Associate Professor, Jackson School of International Studies
University of Washington
Mary Callahan is Associate Professor at the University of Washington's Jackson School of International Studies. Dr. Callahan's ongoing research interest include: political reform in post-junta, constitutional Myanmar; Rohingyas, Rakhines, “Taingyinthar," and historical analysis of the causes of “communal” violence in western Myanmar; and comparative analysis of civil-military relations in transitional politics in Thailand, Indonesia, Pakistan and Myanmar. She is author of “Making Enemies: War-Making and State-Building in Burma,” an analysis of the origins of the unusually durable, isolationist and leftist military regime that has ruled Burma since 1962, was awarded the 2006 Henry J. Benda Prize for best first book on Southeast Asia, by the Association for Asian Studies.

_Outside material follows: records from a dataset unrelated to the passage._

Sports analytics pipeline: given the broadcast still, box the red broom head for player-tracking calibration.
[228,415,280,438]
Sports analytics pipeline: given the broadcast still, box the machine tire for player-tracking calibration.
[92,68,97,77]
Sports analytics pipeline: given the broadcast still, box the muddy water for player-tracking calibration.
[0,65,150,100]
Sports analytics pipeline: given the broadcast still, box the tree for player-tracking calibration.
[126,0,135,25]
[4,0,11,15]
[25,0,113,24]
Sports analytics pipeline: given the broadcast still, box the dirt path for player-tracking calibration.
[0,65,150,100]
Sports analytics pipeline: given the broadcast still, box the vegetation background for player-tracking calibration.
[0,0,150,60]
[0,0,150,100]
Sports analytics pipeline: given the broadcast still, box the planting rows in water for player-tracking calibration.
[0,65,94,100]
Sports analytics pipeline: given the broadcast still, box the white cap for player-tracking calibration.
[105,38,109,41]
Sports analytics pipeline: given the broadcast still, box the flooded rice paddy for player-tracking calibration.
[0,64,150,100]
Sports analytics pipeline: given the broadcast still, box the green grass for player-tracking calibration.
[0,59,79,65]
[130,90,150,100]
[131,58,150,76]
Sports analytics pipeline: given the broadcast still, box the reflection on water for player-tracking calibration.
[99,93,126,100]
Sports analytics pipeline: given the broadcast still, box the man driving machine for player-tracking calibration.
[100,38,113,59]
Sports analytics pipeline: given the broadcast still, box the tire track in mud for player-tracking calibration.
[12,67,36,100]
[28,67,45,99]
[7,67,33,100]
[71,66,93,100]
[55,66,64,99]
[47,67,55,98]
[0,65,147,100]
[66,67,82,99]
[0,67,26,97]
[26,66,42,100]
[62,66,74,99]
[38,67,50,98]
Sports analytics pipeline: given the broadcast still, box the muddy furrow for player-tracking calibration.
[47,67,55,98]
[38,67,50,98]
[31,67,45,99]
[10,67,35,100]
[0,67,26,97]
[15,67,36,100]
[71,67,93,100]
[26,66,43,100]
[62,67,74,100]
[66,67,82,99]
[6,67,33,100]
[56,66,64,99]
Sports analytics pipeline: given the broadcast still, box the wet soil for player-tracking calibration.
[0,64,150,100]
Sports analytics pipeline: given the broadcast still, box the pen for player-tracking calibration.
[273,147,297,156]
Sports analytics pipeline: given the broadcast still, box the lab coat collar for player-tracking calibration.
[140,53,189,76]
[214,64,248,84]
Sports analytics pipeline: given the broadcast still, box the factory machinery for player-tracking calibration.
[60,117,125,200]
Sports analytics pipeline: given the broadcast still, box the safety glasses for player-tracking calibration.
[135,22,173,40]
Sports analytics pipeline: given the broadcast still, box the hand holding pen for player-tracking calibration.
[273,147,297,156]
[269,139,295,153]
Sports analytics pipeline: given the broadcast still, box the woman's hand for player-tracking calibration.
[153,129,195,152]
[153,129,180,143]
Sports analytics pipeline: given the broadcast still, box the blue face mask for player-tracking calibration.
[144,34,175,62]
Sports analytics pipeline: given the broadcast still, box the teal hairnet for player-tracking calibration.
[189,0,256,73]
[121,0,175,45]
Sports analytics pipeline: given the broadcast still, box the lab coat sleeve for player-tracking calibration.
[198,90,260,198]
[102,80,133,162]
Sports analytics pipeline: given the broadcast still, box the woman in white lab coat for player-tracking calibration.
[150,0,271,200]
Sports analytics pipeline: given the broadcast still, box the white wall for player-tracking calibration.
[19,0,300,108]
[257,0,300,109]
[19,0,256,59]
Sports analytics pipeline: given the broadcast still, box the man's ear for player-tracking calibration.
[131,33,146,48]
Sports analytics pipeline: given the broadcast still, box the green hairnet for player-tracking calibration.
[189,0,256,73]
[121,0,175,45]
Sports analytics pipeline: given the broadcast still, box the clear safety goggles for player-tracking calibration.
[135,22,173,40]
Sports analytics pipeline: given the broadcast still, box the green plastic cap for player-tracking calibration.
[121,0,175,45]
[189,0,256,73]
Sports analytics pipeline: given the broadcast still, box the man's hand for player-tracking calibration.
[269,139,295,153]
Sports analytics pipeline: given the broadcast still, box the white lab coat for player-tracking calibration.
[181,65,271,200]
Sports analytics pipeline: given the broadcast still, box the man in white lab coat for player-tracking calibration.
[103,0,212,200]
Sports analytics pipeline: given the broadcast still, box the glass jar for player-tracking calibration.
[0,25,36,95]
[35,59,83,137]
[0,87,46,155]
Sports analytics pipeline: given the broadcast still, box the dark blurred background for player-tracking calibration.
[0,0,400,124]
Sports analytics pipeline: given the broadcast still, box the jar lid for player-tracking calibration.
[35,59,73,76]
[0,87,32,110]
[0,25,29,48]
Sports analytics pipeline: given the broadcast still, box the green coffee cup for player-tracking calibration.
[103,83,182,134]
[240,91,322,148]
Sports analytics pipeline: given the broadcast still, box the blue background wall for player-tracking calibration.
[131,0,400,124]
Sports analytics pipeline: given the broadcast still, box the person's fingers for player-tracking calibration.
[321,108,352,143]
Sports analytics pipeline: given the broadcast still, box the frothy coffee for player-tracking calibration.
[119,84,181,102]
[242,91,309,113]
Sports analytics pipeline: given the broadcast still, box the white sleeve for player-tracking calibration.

At The Carter Center she delivered a briefing on the political context of the November 2010 elections in Burma. She also provided guidance and advice for delegations entering Burma for 2012 by-election. Dr. Callahan prepared a report for US Agency for International Development (USAID) Administrator and other staff, as the agency reconfigured its assistance to Myanmar, in light of political changes after 2010. She received her Ph.D. in Government at Cornell University, MSc. from the London School of Economics and Political Science, and B.A. from Pennsylvania State University. Dr. Callahan also teaches, lectures widely, and serves as a consultant to the United Nations on political conditions in Burma. She previously taught at the Center for Civil-Military Relations, Naval Postgraduate School, Monterey, and at Cornell. She is fluent in Burmese.